ABSTRACT

The Palestinian pottery industry was essentially a nondecorat ive tradition, and though red slip, burnish and coarsely applied geometric decoration in red was usually in vogue from neolithic times onwards, for the most part the industry did not witness the fine detail and careful surface finish of the products of some adjacent areas, in particular Cyprus, Perhaps this was due to an essentially Semitic preference for non-figurative art, but for whatever reason, one can generally say that in Palestine the taste for such styles was simply not found and its absence provides a strong sense of continuity of population and potting traditions over the millennia. But how then does one explain the great popularity of decorated Cypriote and Mycenaean wares in the Late Bronze Age? That Cypriote and Mycenaean vases were not imported simply for their contents is surely made clear both by the open shape of Cypriote White Slip milk bowls and by the local imitations of Mycenaean and Cypriote wares.

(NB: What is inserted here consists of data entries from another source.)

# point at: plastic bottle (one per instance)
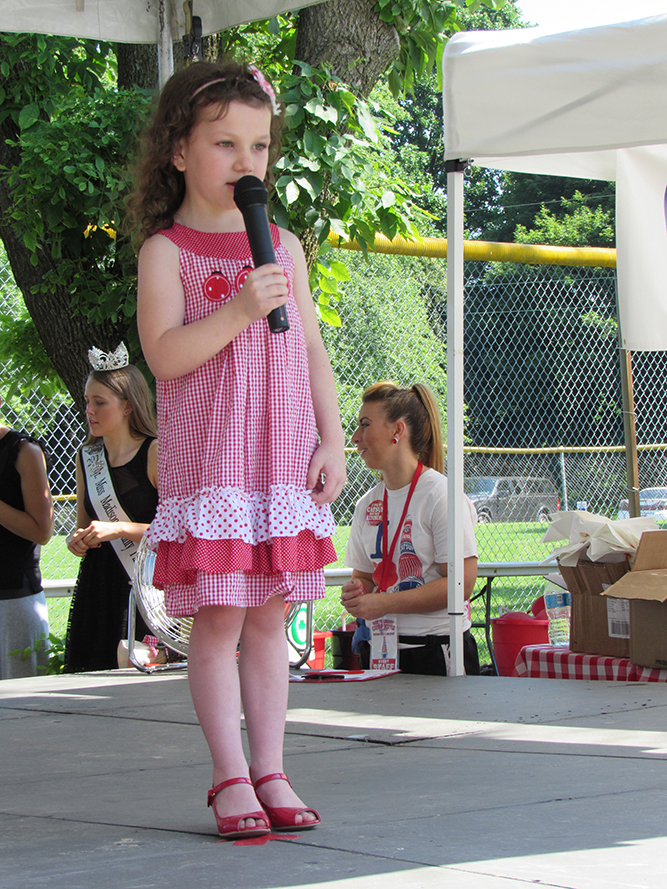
(558, 611)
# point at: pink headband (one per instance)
(257, 76)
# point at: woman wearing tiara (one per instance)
(116, 499)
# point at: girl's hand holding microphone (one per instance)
(264, 290)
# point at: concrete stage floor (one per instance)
(470, 783)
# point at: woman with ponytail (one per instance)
(398, 541)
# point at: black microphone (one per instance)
(251, 198)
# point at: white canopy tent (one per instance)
(589, 104)
(136, 21)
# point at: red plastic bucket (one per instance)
(510, 632)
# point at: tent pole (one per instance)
(165, 49)
(455, 592)
(629, 428)
(630, 432)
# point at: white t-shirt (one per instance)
(421, 546)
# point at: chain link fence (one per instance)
(542, 392)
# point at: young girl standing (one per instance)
(251, 447)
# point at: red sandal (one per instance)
(284, 817)
(229, 826)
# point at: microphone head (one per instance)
(250, 190)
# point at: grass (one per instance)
(502, 542)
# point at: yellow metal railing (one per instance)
(490, 251)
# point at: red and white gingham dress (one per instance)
(235, 523)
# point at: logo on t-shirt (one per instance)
(374, 513)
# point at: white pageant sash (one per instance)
(105, 502)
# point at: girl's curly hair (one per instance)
(159, 186)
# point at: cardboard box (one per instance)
(597, 625)
(646, 589)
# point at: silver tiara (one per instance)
(100, 360)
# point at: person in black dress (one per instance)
(121, 419)
(26, 522)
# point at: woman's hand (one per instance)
(94, 536)
(358, 602)
(75, 542)
(330, 463)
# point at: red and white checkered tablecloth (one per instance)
(558, 662)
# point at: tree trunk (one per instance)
(137, 64)
(348, 37)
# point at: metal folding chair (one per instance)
(174, 632)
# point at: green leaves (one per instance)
(333, 175)
(71, 176)
(422, 27)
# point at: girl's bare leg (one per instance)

The latter, though not uncommon, were generally less well decorated, apparently of local clay, thicker walled, heavier and readily discernible as copies; but over some aspects of imitation the potter has taken some care. So we have a series of apparent contradictions. If the people of Late Bronze Age Palestine had a taste for Cypriote pots, why did they not produce a decorative style of their own? And why copy? Were the imported vessels too expensive for many people to buy, but not so expensive that it was worth the local potter taking time to corner the market with better imitations? Or were the Palestinian potters incapable of making good copies? With different tastes and traditional skills, perhaps they were hindered by differences in local clays and traditional preparation techniques, both of clay and in manufacture. For example, the tradition of making pots by hand had almost completely died out in Palestine three to four centuries earlier, while in Cyprus, though the potters’ wheel was introduced in the preceding century (MC III), the tradition of making pots by hand continued as a major industry alongside the new technology throughout the Late Bronze Age.